I have one machine (A) from which I run Ansible playbooks on a variety of hosts. Vagrant is not installed here.
I have another machine (B) with double the RAM that hosts my Vagrant boxes. Ansible is not installed here.
I want to use Ansible to act on Vagrant boxes the same way I do all other hosts; that is, running ansible-playbook on machineA while targeting a virtualized Vagrant box on machineB. SSH keys are already set up between the two.
This seems like a simple use case but I can't find it clearly explained anywhere given the encouraged use of Vagrant's built-in Ansible provisioner. Is it possible? Perhaps some combination of SSH tunnels and port forwarding trickery?

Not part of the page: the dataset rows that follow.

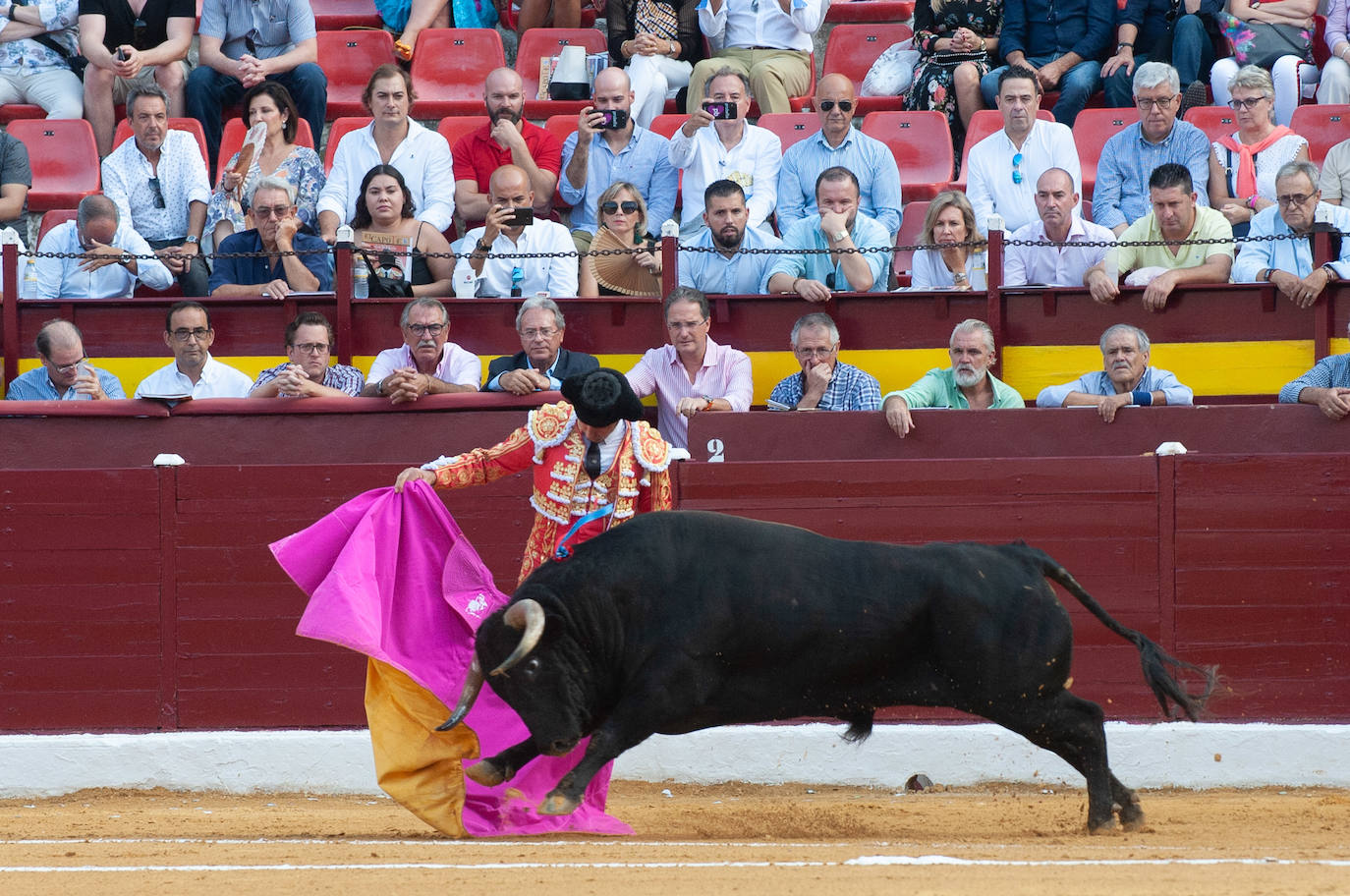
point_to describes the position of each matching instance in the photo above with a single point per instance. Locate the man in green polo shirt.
(967, 383)
(1177, 221)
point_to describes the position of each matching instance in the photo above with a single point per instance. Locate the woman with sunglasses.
(280, 155)
(1242, 166)
(945, 263)
(956, 40)
(396, 242)
(621, 215)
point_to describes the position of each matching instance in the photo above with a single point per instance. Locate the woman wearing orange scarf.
(1242, 165)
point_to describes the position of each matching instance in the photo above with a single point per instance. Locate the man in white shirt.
(767, 40)
(392, 138)
(158, 181)
(103, 256)
(195, 372)
(505, 274)
(711, 150)
(1004, 166)
(426, 364)
(1045, 264)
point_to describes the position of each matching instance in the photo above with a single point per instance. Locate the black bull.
(681, 621)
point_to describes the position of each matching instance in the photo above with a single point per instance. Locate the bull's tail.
(1153, 657)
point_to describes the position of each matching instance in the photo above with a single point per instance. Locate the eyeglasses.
(67, 368)
(534, 332)
(1162, 103)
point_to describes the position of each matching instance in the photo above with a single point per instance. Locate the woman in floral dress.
(956, 40)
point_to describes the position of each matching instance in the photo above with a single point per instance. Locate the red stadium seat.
(921, 143)
(191, 126)
(335, 133)
(871, 11)
(541, 43)
(347, 58)
(448, 69)
(1091, 130)
(1322, 127)
(851, 51)
(1215, 120)
(51, 219)
(790, 127)
(335, 15)
(234, 137)
(64, 159)
(984, 123)
(912, 227)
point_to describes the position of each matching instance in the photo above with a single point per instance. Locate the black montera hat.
(602, 397)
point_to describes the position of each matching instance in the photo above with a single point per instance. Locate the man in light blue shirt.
(65, 372)
(598, 154)
(724, 267)
(1288, 263)
(1121, 196)
(1125, 379)
(101, 256)
(841, 230)
(837, 143)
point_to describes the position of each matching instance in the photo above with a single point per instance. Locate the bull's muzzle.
(524, 614)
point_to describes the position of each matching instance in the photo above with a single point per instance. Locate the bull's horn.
(473, 685)
(523, 614)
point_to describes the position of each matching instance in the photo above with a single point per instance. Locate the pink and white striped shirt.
(725, 374)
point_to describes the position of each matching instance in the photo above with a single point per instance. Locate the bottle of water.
(360, 278)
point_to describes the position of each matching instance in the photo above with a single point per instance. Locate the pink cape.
(392, 577)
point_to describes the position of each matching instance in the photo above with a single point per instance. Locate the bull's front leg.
(502, 766)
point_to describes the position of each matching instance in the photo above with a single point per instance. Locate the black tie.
(592, 461)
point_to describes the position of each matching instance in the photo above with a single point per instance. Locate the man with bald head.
(609, 146)
(506, 241)
(65, 372)
(506, 140)
(838, 144)
(1042, 263)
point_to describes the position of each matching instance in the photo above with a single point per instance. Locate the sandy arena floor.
(710, 841)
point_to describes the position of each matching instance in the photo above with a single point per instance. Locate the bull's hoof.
(486, 773)
(558, 805)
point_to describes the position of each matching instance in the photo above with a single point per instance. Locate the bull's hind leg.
(502, 766)
(1072, 729)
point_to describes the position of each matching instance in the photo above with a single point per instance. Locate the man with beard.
(309, 343)
(506, 140)
(728, 269)
(421, 154)
(1125, 379)
(426, 364)
(859, 246)
(967, 383)
(1032, 258)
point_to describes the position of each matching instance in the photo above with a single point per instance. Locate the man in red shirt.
(508, 140)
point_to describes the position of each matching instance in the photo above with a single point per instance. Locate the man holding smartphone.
(715, 143)
(607, 146)
(493, 252)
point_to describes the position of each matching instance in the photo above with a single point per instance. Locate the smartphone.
(613, 119)
(720, 111)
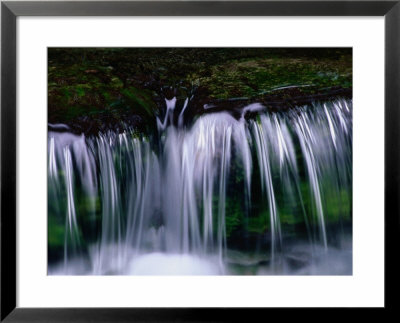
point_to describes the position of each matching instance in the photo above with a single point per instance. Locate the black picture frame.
(10, 10)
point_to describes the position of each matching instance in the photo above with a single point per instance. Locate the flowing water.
(270, 194)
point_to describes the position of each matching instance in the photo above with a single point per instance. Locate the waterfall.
(203, 193)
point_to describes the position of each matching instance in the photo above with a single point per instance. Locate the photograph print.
(199, 161)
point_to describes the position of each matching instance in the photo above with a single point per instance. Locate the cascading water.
(269, 194)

Turns out this was surprisingly simple. Vagrant in fact does not need to know about Ansible at all.
Ansible inventory on machineA:
default ansible_host=machineB ansible_port=2222
Vagrantfile on machineB:
Vagrant.configure("2") do |config|
...
config.vm.network "forwarded_port", id: "ssh", guest: 22, host: 2222
...
end
The id: "ssh" is the important bit, as this overrides the default SSH behavior of restricting SSH to the guest from localhost only.
$ ansible --private-key=~/.ssh/vagrant-default -u vagrant -m ping default
default | SUCCESS => {
"changed": false,
"ping": "pong"
j }
(Note that the Vagrant private key must be copied over to the Ansible host and specified at the command line).